Heute vor genau fünf Jahren, am 25. Juni 2019, wurde der erste Account auf gruene.social, der Mastodon-Instanz der netzbegrünung von GRÜNEN für GRÜNE, angelegt. Anlässlich dieses Jubiläums blicken wir auf die Entstehung und Entwicklung unserer Mastodon Instanz zurück, die sich inzwischen zu einer der größeren politischen Instanzen im deutschsprachigen Fediverse entwickelt hat.
Unsere Instanz war damit sowohl auf Mastodon als auch im ganzen Fediverse die Pionierin der politischen Parteienlandschaft. Andere Parteien wie die SPD, die Linkspartei oder auch die Piratenpartei sind erst Jahre später mit eigenen Instanzen ins Fediverse gekommen. Manch andere Parteien findet man bis heute nicht mit eigenen Instanzen dort.
Entwicklung der Accounts auf unserer Mastodon-Instanz gruene.social
Nachdem Mastodon wie auch unsere Instanz in den ersten Jahren eher ein Nischendasein für Nerds führte, verzeichneten auch wir ab Oktober 2022 nach der Übernahme von Twitter durch Elon Musk einen spürbaren Anstieg neuer Accounts. Technisch war das durchaus herausfordernd, da es nicht nur ein reines Anwachsen unserer Instanz bedeutete, sondern das gesamte Fediverse auf einen Schlag deutlich wuchs. Es gab also auch mehr Accounts auf anderen Instanzen, die Accounts auf gruene.social folgen und mit ihnen interagieren wollten. Wir haben in der Zeit an einigen Schrauben drehen müssen, um die Performance der Instanz zu verbessern.
Einen ersten Meilenstein erreichten wir am 8. November 2022, an dem wir die Marke von 500 Accounts auf gruene.social knackten. Weniger als ein halbes Jahr später, am 9. April 2023, folgte dann der 1000. Account.
Größeren Zulauf erhält gruene.social auch immer wieder durch größere Accounts. So ist nicht nur die Bundestagsfraktion von BÜNDNIS 90/DIE GRÜNEN als Funktionsaccount aktiv, sondern auch zahlreiche ihrer Mitglieder, wie Tabea Rößner (Vorsitzende des Digitalausschusses im Bundestag) oder Maik Außendorf (Sprecher für Digitalpolitik).
Auch der bekannte Europa-Blogger und Aktivist Jon Worth ist ein aktiver Nutzer und bereichert die Plattform mit seinen fundierten Einblicken und Analysen.
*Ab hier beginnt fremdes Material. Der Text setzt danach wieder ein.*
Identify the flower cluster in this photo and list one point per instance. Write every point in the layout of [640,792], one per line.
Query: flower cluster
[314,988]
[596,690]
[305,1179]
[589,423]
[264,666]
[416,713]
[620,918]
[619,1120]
Seit Anfang 2023 verringerte sich der Zuwachs an neuen Accounts wieder und mit der Zeit schrumpfte dann leider auch die Anzahl der aktiven Accounts, also derer, die sich innerhalb der letzten 30 Tage eingeloggt haben. Aktuell sind bei gruene.social etwas über 1.100 Accounts registriert, wovon ca. 400 aktiv sind.
Im Fediverse sind inzwischen über 11 Millionen Accounts registriert, auch lässt sich ein deutlicher Anstieg im Oktober 2022 ausmachen. Mastodon macht mit 7,3 Mio. Nutzer*innen dabei den größten Anteil aus.
Zum Vergleich: Bluesky hat aktuell etwas 5,9 Mio. Accounts [2], während Twitter mit 421 Mio. aktiver Accounts nach wie vor deutlich mehr Nutzer*innen besitzt [3].
a) Microblogging-Dienste untereinander vergleicht (Mastodon mit Twitter bzw. Bluesky), dabei ignoriert man aber, dass auch mit einem Friendica-Account einem Mastodon-Account gefolgt werden kann oder
b) geschlossene mit offenen Netzwerken vergleicht (Fediverse mit Twitter bzw. Bluesky), dabei zählt man aber Accounts mit, die unter anderem gar keinen Microblogging-Dienst wie Mastodon nutzen.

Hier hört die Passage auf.